A collection of pieces styled out of old-English poems and built on fractious and decayed orchestration, KWIATY all at once manages to embody the spectrum of emotions that we have lent flowers and their many varied species: the romantic rose for the lovers; the dainty petals picked off a billion daisies by adolescent crushes; bouquets left to rot at poignant locations by the roadside. Ultimately they’re all bittersweet, their beautiful visages slowly decaying miserably like the rest of us, their flurry into life and love as transient as our own.
The interior pieces hold the most romance, with the aptly titled mid-album “Love” twinkling into life on little toyboxes and xylophones, delicately creeping out of the mix in hesitant but playful tickles. It then segues directly into the angelic croonings of Hania Malarowska (who makes a notable appearance on many of the pieces here) in “Soft Music”, her voice reduced to a palatable mush, muted vocal peaks shining radiantly through the textural mulch that supports her. At once it feels empowered yet somehow distant, turned around, spiralling dangerously into confusion; how could we get lost when such emotional surety exists?
Beauty resides in copious levels elsewhere, such as the gorgeously sensual “To Perenna”; suggestions of voice spin out of the dusty drone waves that enshroud the piece, harp pickings only adding to the sensitivity of Hania’s croonings, slipping in and out of English and, presumably, Polish which only seems to heighten the power of the sweet nothings whispered. Its organic flow and yearning solo whisperings find themselves juxtaposed by penultimate piece “To Blossoms”, a track that seems on the cusp of collapsing as it splits its electronic bleepings to the soft pluckings of guitar and gentle piano strokes.

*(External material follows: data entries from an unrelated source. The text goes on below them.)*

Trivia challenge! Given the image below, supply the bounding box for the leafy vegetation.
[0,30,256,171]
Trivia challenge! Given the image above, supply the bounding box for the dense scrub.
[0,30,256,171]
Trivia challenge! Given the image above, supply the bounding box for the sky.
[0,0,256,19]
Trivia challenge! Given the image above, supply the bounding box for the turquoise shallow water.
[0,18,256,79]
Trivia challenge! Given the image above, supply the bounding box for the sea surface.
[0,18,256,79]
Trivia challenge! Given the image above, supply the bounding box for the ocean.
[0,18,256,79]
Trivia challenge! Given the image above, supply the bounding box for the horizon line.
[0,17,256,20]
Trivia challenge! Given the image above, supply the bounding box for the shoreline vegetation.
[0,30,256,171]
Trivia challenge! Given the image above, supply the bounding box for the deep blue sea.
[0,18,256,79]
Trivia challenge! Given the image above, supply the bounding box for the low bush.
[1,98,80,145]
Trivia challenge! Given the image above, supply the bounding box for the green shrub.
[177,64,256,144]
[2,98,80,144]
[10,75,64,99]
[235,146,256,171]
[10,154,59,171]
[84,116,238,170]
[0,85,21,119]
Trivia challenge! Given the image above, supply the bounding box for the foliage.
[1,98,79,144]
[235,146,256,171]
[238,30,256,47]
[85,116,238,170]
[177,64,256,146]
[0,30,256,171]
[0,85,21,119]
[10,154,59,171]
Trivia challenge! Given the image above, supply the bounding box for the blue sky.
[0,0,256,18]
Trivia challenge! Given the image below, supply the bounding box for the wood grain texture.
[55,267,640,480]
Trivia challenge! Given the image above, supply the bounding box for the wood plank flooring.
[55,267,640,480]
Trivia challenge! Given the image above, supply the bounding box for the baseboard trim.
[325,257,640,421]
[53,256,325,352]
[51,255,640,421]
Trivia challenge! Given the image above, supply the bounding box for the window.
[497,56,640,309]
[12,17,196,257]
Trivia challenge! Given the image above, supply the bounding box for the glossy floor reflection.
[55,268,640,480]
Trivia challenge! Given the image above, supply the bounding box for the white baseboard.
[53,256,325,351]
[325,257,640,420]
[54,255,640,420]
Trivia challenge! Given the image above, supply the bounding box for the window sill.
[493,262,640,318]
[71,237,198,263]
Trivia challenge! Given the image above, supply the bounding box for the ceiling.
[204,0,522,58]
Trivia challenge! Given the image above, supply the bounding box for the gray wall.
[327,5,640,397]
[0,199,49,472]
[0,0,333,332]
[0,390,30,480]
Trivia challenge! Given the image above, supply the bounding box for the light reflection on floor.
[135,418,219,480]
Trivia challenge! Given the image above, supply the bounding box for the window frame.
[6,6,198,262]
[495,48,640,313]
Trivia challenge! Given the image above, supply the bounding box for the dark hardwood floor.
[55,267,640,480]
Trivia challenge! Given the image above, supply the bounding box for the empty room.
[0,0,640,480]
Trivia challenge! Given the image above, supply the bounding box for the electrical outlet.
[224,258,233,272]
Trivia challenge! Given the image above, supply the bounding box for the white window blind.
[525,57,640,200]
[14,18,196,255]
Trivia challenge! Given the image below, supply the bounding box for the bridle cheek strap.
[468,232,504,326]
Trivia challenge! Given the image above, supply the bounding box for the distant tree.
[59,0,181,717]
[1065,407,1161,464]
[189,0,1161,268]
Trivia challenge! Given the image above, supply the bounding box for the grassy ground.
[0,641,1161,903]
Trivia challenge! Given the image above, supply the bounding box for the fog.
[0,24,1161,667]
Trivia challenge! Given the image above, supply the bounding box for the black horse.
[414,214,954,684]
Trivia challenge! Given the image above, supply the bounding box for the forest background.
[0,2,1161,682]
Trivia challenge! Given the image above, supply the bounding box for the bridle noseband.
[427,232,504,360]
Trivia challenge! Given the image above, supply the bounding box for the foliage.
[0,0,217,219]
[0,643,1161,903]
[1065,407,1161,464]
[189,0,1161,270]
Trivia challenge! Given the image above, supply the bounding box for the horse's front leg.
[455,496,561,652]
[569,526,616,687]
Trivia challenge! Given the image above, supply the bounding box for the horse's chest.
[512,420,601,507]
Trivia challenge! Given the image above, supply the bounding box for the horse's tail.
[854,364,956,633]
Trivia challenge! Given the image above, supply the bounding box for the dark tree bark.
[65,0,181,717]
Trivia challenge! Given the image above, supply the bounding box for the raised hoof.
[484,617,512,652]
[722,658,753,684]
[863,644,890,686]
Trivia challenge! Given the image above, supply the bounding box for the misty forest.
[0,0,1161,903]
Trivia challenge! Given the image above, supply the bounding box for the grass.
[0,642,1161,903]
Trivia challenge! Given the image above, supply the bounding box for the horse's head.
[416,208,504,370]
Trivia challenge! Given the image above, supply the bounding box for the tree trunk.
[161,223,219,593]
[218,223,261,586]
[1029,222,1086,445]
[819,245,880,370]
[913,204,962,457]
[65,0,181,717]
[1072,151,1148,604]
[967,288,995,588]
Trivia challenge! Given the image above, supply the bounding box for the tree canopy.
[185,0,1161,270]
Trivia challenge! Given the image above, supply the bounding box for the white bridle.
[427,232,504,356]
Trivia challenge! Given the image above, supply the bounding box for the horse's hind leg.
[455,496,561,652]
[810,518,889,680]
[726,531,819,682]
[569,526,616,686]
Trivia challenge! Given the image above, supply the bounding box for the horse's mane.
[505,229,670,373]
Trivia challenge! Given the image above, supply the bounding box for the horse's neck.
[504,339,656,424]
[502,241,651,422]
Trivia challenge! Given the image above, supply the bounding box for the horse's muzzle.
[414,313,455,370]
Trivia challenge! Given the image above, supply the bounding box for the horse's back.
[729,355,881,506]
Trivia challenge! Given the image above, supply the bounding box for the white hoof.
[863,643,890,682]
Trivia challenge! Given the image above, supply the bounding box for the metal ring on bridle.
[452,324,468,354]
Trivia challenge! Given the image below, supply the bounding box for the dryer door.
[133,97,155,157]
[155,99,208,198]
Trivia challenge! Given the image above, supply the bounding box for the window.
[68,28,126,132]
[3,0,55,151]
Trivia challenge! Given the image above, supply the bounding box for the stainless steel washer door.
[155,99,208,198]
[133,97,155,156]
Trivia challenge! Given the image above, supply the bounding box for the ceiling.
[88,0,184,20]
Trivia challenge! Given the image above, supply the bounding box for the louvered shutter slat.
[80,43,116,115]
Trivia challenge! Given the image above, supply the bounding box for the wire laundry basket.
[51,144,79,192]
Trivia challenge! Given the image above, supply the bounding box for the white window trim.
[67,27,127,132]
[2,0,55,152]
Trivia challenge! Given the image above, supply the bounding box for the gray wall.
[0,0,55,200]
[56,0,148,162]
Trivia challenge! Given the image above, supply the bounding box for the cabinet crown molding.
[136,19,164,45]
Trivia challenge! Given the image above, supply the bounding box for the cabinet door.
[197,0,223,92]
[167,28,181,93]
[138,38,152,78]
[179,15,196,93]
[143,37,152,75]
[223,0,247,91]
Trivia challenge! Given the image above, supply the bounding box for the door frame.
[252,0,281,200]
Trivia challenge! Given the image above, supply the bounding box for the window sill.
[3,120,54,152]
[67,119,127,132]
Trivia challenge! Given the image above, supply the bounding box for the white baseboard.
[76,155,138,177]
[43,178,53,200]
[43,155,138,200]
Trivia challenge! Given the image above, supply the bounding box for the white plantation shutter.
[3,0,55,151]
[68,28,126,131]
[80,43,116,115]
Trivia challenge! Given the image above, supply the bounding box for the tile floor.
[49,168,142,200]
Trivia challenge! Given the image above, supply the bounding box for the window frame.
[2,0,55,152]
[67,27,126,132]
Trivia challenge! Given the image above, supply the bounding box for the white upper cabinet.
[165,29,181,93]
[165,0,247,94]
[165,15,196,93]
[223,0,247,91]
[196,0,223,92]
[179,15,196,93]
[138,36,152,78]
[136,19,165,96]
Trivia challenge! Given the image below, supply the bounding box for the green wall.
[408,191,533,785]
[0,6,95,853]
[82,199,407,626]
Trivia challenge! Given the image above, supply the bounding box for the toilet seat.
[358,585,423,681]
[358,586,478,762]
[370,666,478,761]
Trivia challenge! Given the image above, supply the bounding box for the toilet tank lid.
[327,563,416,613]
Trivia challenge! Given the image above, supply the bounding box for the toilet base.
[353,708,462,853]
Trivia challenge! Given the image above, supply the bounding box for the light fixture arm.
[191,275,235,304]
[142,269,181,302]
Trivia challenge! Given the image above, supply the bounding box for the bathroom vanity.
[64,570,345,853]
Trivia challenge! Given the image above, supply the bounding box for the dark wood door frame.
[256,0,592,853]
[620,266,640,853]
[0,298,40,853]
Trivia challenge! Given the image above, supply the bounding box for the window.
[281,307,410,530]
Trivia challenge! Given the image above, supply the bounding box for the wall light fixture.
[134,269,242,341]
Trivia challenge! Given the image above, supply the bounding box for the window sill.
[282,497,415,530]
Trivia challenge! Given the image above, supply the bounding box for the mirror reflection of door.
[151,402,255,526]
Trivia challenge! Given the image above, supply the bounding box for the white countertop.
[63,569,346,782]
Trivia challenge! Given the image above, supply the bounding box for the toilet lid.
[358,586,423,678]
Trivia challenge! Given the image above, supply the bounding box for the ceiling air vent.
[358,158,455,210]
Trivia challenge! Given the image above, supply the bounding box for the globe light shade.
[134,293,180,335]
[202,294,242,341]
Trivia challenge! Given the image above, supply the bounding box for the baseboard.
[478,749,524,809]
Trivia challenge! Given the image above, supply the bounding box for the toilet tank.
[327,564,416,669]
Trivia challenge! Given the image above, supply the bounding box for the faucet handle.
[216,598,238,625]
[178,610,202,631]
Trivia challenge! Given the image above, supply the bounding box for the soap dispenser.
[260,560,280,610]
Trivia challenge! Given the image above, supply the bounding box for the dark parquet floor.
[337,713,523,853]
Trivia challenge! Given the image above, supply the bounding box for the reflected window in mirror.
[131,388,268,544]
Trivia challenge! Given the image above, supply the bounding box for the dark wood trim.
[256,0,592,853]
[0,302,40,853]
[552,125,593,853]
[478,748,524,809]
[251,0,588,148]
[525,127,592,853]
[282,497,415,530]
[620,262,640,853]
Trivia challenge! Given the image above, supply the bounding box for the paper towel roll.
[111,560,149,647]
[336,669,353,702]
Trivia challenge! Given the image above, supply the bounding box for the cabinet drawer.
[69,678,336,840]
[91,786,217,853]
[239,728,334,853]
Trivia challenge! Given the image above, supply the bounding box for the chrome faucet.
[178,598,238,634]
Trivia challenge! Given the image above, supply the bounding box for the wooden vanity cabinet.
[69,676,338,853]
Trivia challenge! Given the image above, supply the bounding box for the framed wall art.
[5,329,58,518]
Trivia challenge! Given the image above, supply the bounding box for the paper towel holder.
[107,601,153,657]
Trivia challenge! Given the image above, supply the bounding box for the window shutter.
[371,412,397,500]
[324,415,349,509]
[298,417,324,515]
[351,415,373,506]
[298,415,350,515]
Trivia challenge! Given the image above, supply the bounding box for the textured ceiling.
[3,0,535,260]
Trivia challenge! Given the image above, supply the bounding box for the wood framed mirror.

Jacaszek serenades her openly here in this almost brazen love song, yet one that is filled with the same sad ephemerality and resignation that permeates the rest of the record.
Shadows seem to linger over everything, ghosts of the past that seem content to do nothing other than remind us of absences, past failures and unforgotten loves. “Daffodils” feels unusually unseasonal and disharmonious, not sharing in the Springtime life but rather moving on its own shimmering and kaleidoscopic buzzings, angelic voice slipping through the cracks somewhere but unable to quench the resentment at Life’s rebound. How long will these feelings persist, where can we turn to escape? “Eternity” presents a dangerous possibility in its hearty 7 minute run time, white noise filling the gaps that the orchestration doesn’t touch, violins providing their own mournful arias.
Perhaps closer “Gardens” presents some opportunity for distraction as it floats by in gusts of radio static, spoken words drifting past in tattered fragments as it descends into obfuscating drone oblivion, a fog bearing down on the mind that hides both the good and the bad, its ambivalent grey tones forcing neutrality at a time when it should be promoting optimism in the year’s most dramatic months.
I can’t tell you what you’ll find for yourself in KWIATY’s flowers, their meaning as personal and intimate to you as if by passed by a close friend or family member, its meaning every bit as complicated and important. However it feels, it will always sound as beautiful as the flowers of its namesake look, if only for a moment.